There was quite a long pause. Katherine Dowling was probably starting to regret what she'd let herself in for. I blew my nose and sat up straighter in my chair. Outside the window, the sky was a lovely pale blue.

'This,' she pointed at me. 'This is called grief. Do you hear me?'

'He even made me into his fucking alibi,' I muttered. 'God, he must have laughed!'

'Listen!' she said and I subsided again. 'People come to me and often what I do is help them find patterns, make shapes out of chaos, make stories of their lives so that they can understand them. But here I am going to say something quite the opposite to you. You are making a pattern that isn't there. You are trying to find a meaning, an explanation, tie everything up neatly, take responsibility, place blame. In the past few months, you have lost two people whom you loved a great deal. And you have been through a painful and disturbing episode with a man. This Brendan. Because these things have happened together, you connect them, like cause and effect. Do you understand?'

'I do connect them,' I said.

'Now: we can talk about what happened with Brendan; in fact, I think that might be helpful. We can talk about your bereavement, and why you feel such guilt. But we will be looking at you - at what is going on inside you after these traumas. We will not be looking at why these two young people had to die one after the other. They died. Now you must mourn.' Her voice grew gentler. 'You must let yourself mourn. Not cast around for explanations.'

'But if…'

'It takes time,' she said. 'There's no easy way.'

I made myself consider what she had said.

'Sometimes I have felt that I was going mad,' I said at last. I felt like a rag doll lolling on the chair. 'I used to have this life that I understood. Things made sense. I could work out what was going to happen next and make plans. I feel I've lost control. Anything could happen. Everything seems hostile and out of kilter. It's like a nightmare, but I can't wake up out of it. It just goes on and on.'

'Well, we can talk about that too,' she said. 'We should. Would you like to come again, Miranda?'

I nodded. 'Yes,' I said. 'I think I would.'

'Good. This time next week would suit me if that's all right with you. Now, as your brother's watch will show you, it's time for you to go.'


Before I had time to find excuses, I changed into my running clothes and stepped out into the spring afternoon once more. I ran to the Heath. I ran up the hill where I had last glimpsed Laura, but I didn't stop. I ran until my legs ached and my lungs hurt and I had a stitch in my side.

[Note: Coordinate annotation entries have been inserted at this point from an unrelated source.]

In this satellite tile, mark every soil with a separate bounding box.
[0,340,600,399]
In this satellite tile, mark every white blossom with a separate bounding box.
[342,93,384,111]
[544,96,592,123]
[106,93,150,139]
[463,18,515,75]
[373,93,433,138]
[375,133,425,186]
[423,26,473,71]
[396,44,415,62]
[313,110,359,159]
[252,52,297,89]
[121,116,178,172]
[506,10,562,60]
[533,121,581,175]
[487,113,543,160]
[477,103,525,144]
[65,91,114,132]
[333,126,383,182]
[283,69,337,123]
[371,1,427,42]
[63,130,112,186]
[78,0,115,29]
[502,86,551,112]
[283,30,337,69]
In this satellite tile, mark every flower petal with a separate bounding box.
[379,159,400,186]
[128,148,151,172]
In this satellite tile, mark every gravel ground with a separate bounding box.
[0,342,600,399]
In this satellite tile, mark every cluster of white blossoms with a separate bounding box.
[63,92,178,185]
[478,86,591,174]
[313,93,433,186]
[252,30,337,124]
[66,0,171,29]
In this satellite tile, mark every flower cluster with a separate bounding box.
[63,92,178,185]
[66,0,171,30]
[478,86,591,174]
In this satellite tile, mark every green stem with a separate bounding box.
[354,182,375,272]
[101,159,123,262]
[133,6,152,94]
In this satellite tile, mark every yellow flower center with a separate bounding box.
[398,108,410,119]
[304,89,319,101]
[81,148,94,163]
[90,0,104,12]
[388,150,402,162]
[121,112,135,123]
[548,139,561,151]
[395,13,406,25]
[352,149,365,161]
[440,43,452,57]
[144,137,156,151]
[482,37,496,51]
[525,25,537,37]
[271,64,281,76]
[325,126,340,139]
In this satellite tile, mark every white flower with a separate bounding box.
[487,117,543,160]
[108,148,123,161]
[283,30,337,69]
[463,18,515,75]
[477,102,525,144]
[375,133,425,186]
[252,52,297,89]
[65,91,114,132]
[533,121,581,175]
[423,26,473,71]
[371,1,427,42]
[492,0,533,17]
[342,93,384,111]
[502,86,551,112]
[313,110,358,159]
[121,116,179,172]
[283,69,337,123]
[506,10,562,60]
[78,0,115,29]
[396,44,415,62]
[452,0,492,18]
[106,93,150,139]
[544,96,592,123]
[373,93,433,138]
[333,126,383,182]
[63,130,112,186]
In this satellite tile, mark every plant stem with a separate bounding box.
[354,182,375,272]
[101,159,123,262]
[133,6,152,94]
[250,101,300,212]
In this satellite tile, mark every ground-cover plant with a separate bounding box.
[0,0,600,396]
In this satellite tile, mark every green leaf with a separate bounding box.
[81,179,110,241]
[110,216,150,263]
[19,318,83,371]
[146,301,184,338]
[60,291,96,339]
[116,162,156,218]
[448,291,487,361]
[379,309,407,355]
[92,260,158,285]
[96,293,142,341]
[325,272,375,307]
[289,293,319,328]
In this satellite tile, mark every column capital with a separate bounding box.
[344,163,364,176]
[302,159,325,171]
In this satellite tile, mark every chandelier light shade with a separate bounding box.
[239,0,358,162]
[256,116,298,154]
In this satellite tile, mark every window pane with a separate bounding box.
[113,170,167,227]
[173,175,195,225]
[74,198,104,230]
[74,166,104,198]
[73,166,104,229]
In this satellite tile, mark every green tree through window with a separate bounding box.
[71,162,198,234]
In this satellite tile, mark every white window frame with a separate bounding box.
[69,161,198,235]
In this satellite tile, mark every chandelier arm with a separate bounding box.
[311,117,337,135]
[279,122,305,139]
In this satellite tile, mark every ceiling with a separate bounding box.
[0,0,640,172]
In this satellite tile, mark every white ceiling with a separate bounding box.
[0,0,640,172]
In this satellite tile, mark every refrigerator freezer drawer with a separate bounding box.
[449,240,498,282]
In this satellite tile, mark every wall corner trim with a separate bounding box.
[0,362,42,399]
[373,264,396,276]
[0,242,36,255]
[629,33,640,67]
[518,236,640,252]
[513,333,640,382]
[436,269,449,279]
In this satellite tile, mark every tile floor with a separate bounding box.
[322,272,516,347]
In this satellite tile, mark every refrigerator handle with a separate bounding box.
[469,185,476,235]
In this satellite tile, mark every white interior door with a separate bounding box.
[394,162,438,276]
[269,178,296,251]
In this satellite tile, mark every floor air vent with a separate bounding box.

When I got home I had a shower and made myself a bowl of pasta with olive oil, chopped spring onions and Parmesan cheese over the top. I ate it and stared around me. Everything was drab and neglected. I'd been stumbling through my life, coming back here just to sit staring out of the window, then crawl into bed at nine o'clock and sleep for hours and hours. I'd been sleeping for ten or eleven hours every night, sometimes even more, and still woken in a fog of dreary, heavy-eyed, leaden-limbed fatigue.

I thought of Katherine Dowling pointing her finger at me. 'This is grief,' I'd let myself become clogged up by grief, sodden and hopeless with it.

I stood up and put my bowl in the sink. Then I filled a bucket with hot, sudsy water and started to wash the windows, to let in the light.